Сераковский обождал, пока установилась тишина.
- Среди нас есть люди, принадлежащие к разным нациям. Но принадлежность к той или иной из них не может разъединить людей, которые одинаково мыслят, стремятся к одной и той же цели. Пусть не все мы родные по крови, но мы родные по духу, а это более важно, это выше и святее, чем родство по крови!
Сераковский говорил недолго, а затем попросил Антония Сову прочитать свою новую драму.
- Нет, господа. - Желиговский встал. - Я хочу с вашего разрешения прочесть вам не свои стихи, а чужие - одного виленского поэта. Только что я получил их с оказией, ибо по почте посылать было рискованно... несмотря на новые веяния, - добавил он с ухмылкой. - Стихи посвящены поэту Некрасову и заслуживают того, чтобы о них узнали все, кому дорога родина.
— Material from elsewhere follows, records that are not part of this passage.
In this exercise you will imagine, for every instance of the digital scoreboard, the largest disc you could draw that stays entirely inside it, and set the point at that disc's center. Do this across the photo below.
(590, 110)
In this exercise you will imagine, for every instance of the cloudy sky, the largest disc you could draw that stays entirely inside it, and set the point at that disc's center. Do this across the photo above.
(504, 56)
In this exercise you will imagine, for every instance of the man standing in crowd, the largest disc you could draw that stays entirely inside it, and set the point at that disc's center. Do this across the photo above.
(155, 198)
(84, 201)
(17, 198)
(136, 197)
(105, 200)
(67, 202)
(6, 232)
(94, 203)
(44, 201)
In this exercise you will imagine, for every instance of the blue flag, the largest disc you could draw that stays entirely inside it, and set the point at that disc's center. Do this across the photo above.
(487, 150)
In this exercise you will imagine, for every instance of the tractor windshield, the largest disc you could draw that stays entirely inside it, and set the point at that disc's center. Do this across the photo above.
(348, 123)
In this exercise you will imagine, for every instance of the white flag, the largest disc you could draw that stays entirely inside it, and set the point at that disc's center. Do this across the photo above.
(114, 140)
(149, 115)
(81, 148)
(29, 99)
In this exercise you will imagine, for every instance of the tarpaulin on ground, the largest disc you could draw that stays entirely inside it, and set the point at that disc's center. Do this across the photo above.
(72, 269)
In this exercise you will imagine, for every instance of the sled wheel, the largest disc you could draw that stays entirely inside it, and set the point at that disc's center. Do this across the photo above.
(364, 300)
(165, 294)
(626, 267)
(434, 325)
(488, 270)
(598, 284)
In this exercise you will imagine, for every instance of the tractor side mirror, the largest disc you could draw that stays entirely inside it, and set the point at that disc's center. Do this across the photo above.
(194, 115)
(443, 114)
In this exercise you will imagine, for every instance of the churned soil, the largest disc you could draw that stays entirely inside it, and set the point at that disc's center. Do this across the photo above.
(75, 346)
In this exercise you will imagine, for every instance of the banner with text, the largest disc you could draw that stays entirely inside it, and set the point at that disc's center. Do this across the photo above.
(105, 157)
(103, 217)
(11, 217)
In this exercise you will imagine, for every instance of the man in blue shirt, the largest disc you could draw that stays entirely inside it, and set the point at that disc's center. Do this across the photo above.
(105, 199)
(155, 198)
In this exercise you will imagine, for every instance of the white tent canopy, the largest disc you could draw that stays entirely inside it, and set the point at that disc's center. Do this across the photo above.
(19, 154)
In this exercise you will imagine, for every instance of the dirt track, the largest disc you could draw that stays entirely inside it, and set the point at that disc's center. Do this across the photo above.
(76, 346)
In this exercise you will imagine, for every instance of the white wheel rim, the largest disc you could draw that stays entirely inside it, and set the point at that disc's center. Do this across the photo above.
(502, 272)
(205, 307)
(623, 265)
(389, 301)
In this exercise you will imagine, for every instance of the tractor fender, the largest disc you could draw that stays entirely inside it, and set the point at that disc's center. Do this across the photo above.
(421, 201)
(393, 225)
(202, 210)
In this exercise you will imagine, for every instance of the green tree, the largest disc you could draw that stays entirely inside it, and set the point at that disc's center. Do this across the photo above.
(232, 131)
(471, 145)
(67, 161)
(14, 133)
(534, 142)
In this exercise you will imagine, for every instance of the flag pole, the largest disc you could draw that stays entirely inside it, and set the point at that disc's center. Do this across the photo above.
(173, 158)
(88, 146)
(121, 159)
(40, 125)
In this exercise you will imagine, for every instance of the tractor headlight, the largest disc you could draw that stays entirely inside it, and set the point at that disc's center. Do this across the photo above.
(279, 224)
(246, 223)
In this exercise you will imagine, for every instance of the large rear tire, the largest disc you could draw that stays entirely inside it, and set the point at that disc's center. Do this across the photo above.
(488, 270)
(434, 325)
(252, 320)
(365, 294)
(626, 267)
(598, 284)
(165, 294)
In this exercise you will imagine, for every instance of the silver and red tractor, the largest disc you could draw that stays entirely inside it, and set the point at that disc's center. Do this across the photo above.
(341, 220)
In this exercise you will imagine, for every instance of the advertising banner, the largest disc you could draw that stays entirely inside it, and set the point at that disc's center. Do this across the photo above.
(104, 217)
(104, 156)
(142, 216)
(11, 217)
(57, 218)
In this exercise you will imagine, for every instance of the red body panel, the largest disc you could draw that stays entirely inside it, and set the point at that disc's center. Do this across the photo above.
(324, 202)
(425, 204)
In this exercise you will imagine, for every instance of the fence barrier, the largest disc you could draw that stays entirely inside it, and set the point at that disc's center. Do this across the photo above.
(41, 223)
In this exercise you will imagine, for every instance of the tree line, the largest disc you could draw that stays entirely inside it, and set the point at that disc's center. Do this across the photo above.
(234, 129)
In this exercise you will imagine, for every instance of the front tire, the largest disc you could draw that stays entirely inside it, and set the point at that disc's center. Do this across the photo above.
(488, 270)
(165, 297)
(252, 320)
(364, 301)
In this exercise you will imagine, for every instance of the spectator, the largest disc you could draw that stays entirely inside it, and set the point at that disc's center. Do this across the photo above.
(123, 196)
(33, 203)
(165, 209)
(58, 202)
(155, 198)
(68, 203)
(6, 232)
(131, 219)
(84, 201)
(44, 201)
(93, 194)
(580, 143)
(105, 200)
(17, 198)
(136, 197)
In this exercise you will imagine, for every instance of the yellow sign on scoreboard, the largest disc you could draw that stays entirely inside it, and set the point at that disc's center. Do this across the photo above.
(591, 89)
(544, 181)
Стихотворение было довольно длинное, но Желиговский прочел его на одном дыхании, вдохновенно и, когда смолкли аплодисменты, обращенные не только к поэту, но и к чтецу, тут же перевел их на русский язык.
"Пой, молодой поэт, пой! Ты счастлив, у тебя миллионы почитателей. Твой народ любит своих поэтов, ждет с ними встречи и плетет им венки. У нас - все труднее и все иначе. Народ, прошлое которого велико и могущественно, тяжело болен от горя, от тоски, от унижения - что можно спеть этим людям? Пой, молодой поэт, пой, чем полно твое сердце. Пусть и стар и млад наслаждаются песней твоею, пусть упивается ею вся русская земля. Но если тебе когда-либо станет грустно, вспомни меня, как вспоминают брата, сделай это для меня, прошу тебя. Но только не проклинай нас в своих песнях. Довольно ненависти между братьями! Довольно крови и слез, довольно могильных холмов, оставшихся на поле сражений. Пусть песнь мира пронесется над той землею, которая орошена кровавым дождем. Пой, молодой поэт, пой! Я тебе желаю славы, венков лавровых, признания, овации! Нам же остаются одни молитвы, вздохи и слезы, нам остается смерть без славы! Пой, молодой поэт, пой!.."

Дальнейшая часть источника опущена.